Sapkowski è riuscito a introdurre il protagonista, alcuni comprimari, luoghi ed elementi fantastici con maestria e stringatezza. Ma soprattutto, l’autore ha tratteggiato il mondo tetro della saga con poche, efficaci pennellate. Abbiamo a che fare con un fantasy medievaleggiante, ricco di magia e alcune razze tolkieniane, certo, ma non solo: il world-building di The Witcher è fortemente intrecciato al folklore est-europeo e, in particolare, polacco.

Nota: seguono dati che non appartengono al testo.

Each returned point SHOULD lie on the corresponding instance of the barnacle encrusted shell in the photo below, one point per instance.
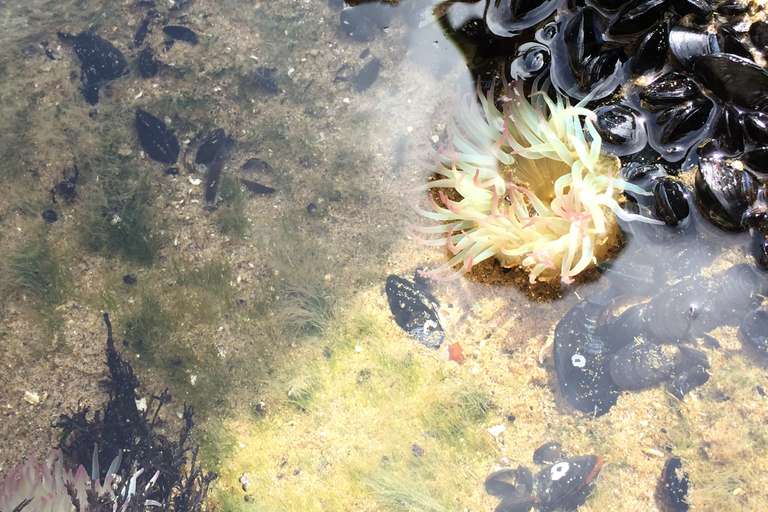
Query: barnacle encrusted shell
(525, 185)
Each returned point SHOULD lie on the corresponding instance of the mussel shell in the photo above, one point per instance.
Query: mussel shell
(621, 128)
(754, 330)
(670, 200)
(723, 193)
(672, 88)
(700, 9)
(157, 140)
(730, 42)
(581, 359)
(547, 453)
(734, 79)
(566, 484)
(415, 311)
(210, 146)
(756, 127)
(674, 484)
(728, 131)
(508, 18)
(685, 120)
(689, 44)
(637, 16)
(504, 483)
(517, 503)
(757, 161)
(758, 34)
(652, 51)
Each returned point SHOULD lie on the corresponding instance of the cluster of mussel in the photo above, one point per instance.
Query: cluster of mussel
(564, 484)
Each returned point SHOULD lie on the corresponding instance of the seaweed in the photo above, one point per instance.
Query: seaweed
(124, 428)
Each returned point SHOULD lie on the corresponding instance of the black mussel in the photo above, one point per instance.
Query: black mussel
(652, 51)
(670, 89)
(210, 146)
(415, 311)
(670, 200)
(100, 60)
(530, 60)
(689, 44)
(547, 453)
(754, 330)
(674, 485)
(700, 9)
(509, 17)
(756, 127)
(758, 34)
(730, 42)
(257, 188)
(157, 140)
(610, 5)
(622, 129)
(732, 7)
(148, 65)
(517, 503)
(637, 16)
(756, 216)
(598, 69)
(728, 132)
(734, 79)
(583, 36)
(757, 161)
(509, 482)
(670, 315)
(642, 365)
(581, 359)
(180, 33)
(686, 120)
(567, 484)
(723, 192)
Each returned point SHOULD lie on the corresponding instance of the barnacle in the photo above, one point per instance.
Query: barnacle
(525, 185)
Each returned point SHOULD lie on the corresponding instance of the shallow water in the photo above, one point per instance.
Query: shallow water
(268, 312)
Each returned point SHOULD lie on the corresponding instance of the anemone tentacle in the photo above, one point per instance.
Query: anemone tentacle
(528, 186)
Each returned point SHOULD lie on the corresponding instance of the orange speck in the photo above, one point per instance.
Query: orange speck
(455, 353)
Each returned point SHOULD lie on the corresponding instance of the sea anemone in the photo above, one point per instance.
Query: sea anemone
(525, 185)
(54, 488)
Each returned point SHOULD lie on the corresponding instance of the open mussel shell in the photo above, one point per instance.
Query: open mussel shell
(509, 482)
(724, 192)
(689, 44)
(637, 16)
(652, 51)
(734, 79)
(670, 200)
(754, 330)
(621, 128)
(673, 88)
(566, 484)
(674, 485)
(510, 17)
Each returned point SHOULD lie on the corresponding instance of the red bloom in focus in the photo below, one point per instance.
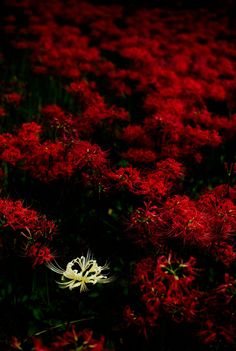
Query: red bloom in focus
(39, 254)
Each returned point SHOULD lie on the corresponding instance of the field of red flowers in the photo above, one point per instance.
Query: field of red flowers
(117, 166)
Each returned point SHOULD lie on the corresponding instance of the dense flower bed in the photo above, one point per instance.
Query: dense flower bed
(118, 134)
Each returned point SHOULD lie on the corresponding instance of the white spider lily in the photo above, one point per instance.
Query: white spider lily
(80, 272)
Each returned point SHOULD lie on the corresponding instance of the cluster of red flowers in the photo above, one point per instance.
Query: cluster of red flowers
(32, 231)
(153, 104)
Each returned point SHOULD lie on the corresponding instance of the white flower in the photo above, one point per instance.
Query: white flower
(80, 272)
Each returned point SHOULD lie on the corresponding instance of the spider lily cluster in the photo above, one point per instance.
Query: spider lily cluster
(81, 272)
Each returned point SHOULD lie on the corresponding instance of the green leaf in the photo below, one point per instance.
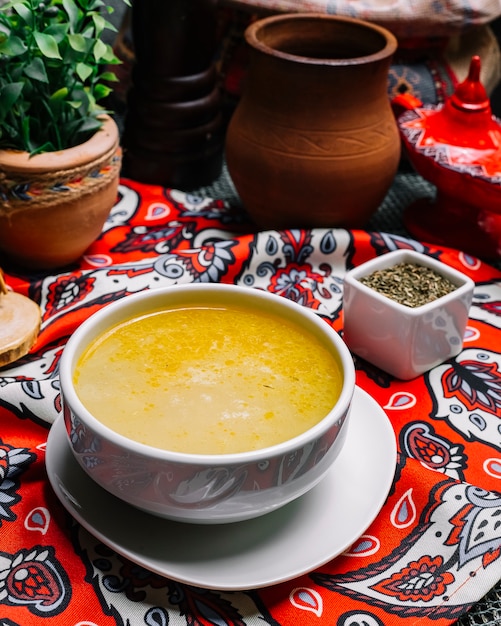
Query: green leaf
(99, 23)
(78, 43)
(72, 10)
(60, 94)
(83, 71)
(101, 91)
(13, 46)
(100, 49)
(111, 77)
(47, 45)
(36, 70)
(24, 13)
(58, 31)
(9, 94)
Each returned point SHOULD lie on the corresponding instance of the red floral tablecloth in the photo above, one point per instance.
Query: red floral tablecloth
(435, 547)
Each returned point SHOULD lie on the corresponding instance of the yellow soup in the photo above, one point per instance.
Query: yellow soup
(208, 380)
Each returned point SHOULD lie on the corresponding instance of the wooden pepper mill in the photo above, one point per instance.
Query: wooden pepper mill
(173, 129)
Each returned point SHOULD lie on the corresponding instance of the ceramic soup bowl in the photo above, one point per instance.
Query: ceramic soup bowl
(205, 486)
(405, 341)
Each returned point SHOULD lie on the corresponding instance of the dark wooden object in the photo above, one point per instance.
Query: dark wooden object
(173, 129)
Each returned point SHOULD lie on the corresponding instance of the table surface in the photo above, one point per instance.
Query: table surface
(155, 236)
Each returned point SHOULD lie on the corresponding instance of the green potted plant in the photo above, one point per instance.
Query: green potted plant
(59, 147)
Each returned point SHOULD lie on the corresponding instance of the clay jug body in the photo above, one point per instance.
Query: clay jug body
(313, 141)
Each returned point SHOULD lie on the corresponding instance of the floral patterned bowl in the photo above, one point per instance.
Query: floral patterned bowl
(204, 488)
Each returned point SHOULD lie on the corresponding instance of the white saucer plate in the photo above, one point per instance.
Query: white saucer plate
(267, 550)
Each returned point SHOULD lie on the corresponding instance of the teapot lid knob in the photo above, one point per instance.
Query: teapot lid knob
(470, 95)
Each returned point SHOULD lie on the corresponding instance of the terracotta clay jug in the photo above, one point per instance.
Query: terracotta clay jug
(313, 141)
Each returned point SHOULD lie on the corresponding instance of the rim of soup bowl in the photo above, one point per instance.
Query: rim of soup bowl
(117, 311)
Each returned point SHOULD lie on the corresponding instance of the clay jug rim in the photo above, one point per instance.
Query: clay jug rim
(103, 140)
(260, 25)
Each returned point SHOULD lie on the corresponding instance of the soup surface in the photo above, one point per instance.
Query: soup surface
(208, 380)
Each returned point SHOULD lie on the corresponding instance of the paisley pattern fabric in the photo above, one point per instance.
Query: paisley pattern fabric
(433, 550)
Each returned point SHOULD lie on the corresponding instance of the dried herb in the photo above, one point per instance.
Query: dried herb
(409, 284)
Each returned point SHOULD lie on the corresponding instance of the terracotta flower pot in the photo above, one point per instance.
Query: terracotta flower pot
(313, 141)
(54, 205)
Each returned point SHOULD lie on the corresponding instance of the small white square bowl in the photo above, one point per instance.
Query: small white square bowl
(402, 340)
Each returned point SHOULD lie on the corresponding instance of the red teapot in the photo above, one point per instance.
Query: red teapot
(456, 146)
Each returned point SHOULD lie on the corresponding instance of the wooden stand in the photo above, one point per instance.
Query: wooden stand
(173, 130)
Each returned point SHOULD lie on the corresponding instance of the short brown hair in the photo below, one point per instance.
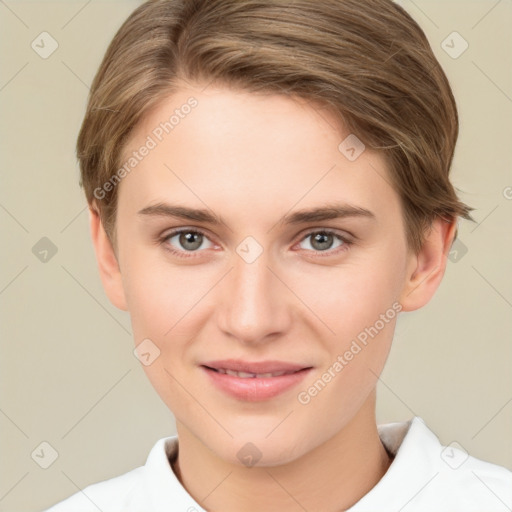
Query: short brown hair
(367, 61)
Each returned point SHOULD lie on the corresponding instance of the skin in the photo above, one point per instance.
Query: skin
(253, 159)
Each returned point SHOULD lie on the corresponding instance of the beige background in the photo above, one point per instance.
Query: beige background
(68, 374)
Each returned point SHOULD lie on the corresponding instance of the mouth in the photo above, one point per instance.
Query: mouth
(255, 381)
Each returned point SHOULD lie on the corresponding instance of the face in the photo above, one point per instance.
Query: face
(256, 282)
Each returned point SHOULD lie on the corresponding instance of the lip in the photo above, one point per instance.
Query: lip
(255, 389)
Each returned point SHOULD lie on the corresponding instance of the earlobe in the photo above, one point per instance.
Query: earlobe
(108, 265)
(426, 269)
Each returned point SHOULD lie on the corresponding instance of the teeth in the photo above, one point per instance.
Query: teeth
(247, 375)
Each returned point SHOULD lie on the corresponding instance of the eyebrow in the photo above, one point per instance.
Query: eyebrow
(316, 214)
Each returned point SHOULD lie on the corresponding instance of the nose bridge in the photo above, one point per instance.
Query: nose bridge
(255, 303)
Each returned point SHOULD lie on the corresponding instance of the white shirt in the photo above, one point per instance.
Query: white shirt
(423, 477)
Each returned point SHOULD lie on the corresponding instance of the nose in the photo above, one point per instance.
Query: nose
(255, 305)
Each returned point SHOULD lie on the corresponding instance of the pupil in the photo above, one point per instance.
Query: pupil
(323, 245)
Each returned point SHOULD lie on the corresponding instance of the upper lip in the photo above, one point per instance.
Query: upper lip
(256, 366)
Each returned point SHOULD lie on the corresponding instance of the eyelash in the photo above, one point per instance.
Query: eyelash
(346, 243)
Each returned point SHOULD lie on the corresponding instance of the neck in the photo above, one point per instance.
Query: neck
(332, 477)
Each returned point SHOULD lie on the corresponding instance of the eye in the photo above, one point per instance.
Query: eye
(324, 240)
(185, 240)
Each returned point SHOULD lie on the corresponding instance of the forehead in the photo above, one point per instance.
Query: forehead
(248, 152)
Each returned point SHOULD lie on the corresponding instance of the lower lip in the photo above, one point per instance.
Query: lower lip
(253, 389)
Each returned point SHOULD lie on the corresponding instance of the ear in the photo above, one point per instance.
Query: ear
(426, 269)
(108, 265)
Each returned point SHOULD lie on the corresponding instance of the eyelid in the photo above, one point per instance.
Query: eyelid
(347, 241)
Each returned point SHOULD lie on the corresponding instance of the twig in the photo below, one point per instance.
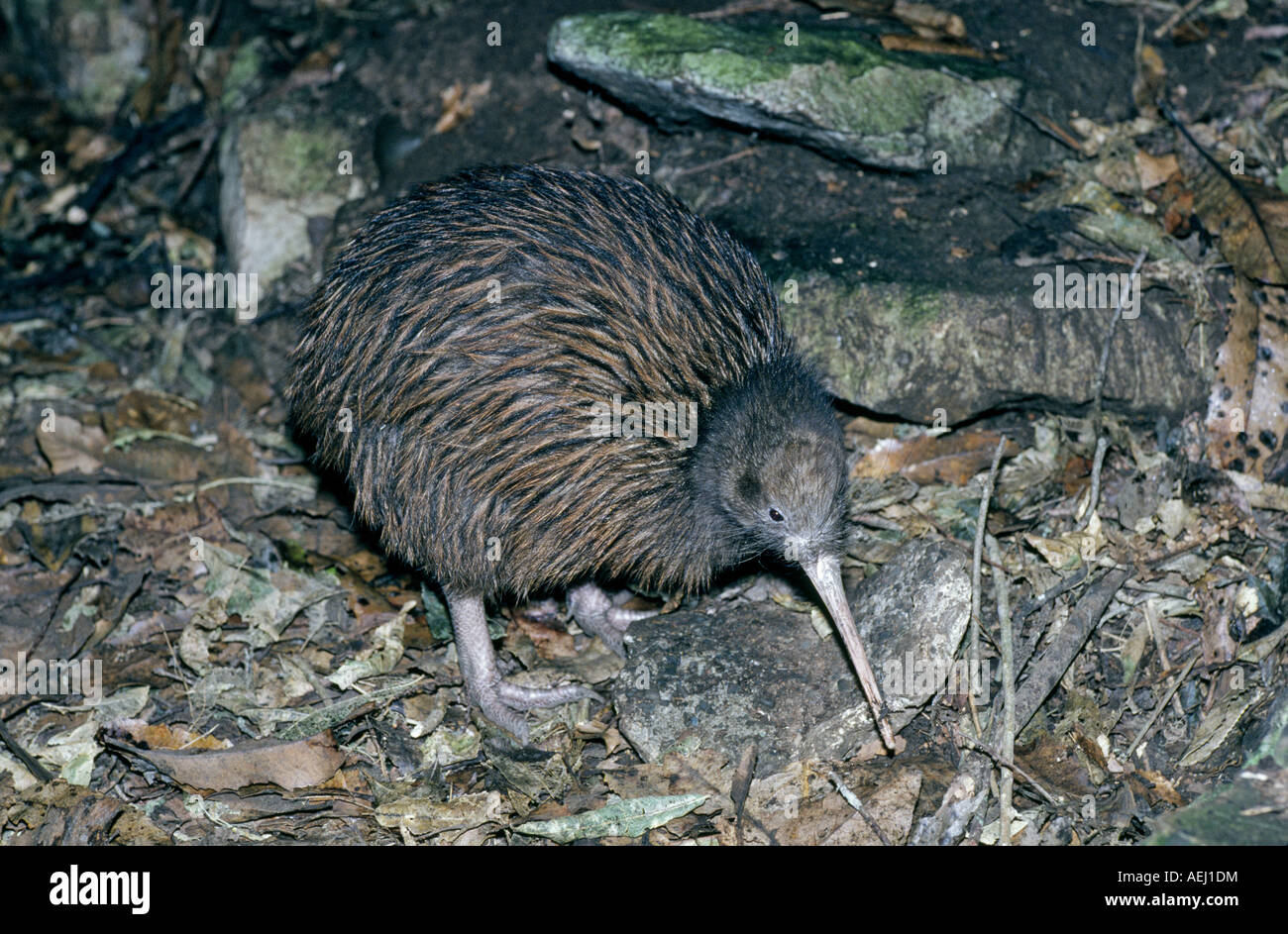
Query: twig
(1003, 762)
(1173, 21)
(1004, 618)
(853, 800)
(1029, 607)
(29, 762)
(1098, 464)
(1063, 138)
(1065, 646)
(1158, 707)
(1109, 339)
(982, 519)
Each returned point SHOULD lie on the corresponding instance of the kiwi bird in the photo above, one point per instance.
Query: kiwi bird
(540, 380)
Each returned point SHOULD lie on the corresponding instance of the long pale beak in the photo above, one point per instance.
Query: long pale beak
(824, 573)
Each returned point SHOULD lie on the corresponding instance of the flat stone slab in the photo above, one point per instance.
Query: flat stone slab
(759, 673)
(832, 88)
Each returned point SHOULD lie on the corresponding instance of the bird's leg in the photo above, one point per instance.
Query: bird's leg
(500, 701)
(596, 613)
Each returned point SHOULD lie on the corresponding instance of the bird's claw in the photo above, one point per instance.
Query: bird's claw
(505, 703)
(596, 613)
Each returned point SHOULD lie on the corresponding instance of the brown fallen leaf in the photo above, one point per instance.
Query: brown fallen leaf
(1247, 418)
(1154, 170)
(1248, 219)
(932, 459)
(68, 446)
(297, 764)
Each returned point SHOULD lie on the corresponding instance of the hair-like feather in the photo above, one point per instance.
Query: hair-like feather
(468, 331)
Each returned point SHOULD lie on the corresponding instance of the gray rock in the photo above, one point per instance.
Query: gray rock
(278, 169)
(761, 673)
(833, 89)
(90, 51)
(909, 350)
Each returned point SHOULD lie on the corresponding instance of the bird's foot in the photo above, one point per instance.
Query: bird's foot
(505, 703)
(596, 613)
(501, 701)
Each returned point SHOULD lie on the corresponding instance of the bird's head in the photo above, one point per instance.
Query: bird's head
(771, 474)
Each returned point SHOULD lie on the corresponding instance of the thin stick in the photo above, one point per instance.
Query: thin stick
(1109, 341)
(1099, 463)
(1060, 137)
(29, 761)
(1003, 762)
(1158, 707)
(1173, 21)
(1004, 618)
(979, 552)
(853, 800)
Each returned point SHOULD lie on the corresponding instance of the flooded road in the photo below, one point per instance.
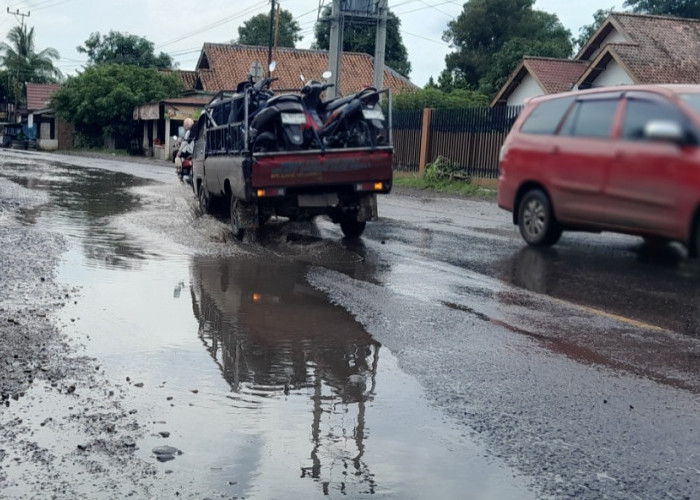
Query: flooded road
(435, 358)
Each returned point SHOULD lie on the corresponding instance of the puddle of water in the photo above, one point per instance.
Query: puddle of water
(268, 390)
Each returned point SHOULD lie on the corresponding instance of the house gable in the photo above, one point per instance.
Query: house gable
(547, 74)
(608, 69)
(611, 31)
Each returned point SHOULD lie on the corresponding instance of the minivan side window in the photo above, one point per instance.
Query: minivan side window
(591, 118)
(545, 118)
(639, 112)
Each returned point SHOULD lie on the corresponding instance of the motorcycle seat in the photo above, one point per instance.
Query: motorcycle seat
(334, 104)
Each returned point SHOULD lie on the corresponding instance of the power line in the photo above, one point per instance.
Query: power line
(427, 7)
(211, 26)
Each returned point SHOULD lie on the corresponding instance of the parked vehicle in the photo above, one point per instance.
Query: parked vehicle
(623, 159)
(278, 176)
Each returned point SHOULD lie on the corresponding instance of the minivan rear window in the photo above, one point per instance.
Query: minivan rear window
(591, 118)
(545, 118)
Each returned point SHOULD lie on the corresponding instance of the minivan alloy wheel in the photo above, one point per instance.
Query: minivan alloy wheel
(534, 218)
(538, 226)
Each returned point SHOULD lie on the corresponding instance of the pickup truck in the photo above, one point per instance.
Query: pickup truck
(339, 183)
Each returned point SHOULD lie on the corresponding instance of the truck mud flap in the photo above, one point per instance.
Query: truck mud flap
(368, 208)
(318, 200)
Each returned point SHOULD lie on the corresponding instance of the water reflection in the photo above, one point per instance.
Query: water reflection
(83, 203)
(272, 334)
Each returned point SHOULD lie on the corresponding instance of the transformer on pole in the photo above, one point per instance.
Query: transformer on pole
(366, 11)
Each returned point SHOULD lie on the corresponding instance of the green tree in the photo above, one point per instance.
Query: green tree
(586, 32)
(491, 36)
(678, 8)
(24, 65)
(256, 30)
(123, 48)
(100, 101)
(361, 37)
(431, 97)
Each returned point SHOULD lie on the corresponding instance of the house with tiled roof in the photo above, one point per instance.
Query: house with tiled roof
(626, 49)
(40, 121)
(539, 76)
(187, 78)
(223, 66)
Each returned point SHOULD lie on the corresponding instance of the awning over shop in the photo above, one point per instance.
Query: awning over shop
(172, 109)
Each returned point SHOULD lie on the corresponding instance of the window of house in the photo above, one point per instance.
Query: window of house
(545, 118)
(590, 118)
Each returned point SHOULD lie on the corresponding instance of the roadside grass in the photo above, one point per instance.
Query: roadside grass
(444, 176)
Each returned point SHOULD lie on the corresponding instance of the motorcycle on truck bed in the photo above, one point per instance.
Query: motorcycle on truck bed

Molte delle creature citate da Sapkowski attingono da quel background. Così tantissimi altri elementi ambientali, paranormali, di costume e così via. Il risultato è un fantasy che ricorda alcune fiabe slave raccontate per spaventare i bambini, ma con un’impalcatura molto più articolata e dettagliata, anche di elementi storici. Blasoni, sciabole, nomi spigolosi dal suono inconfondibilmente polacco… tutto ricorda la terra dell’autore e arricchisce le radici norrene del fantasy tradizionale.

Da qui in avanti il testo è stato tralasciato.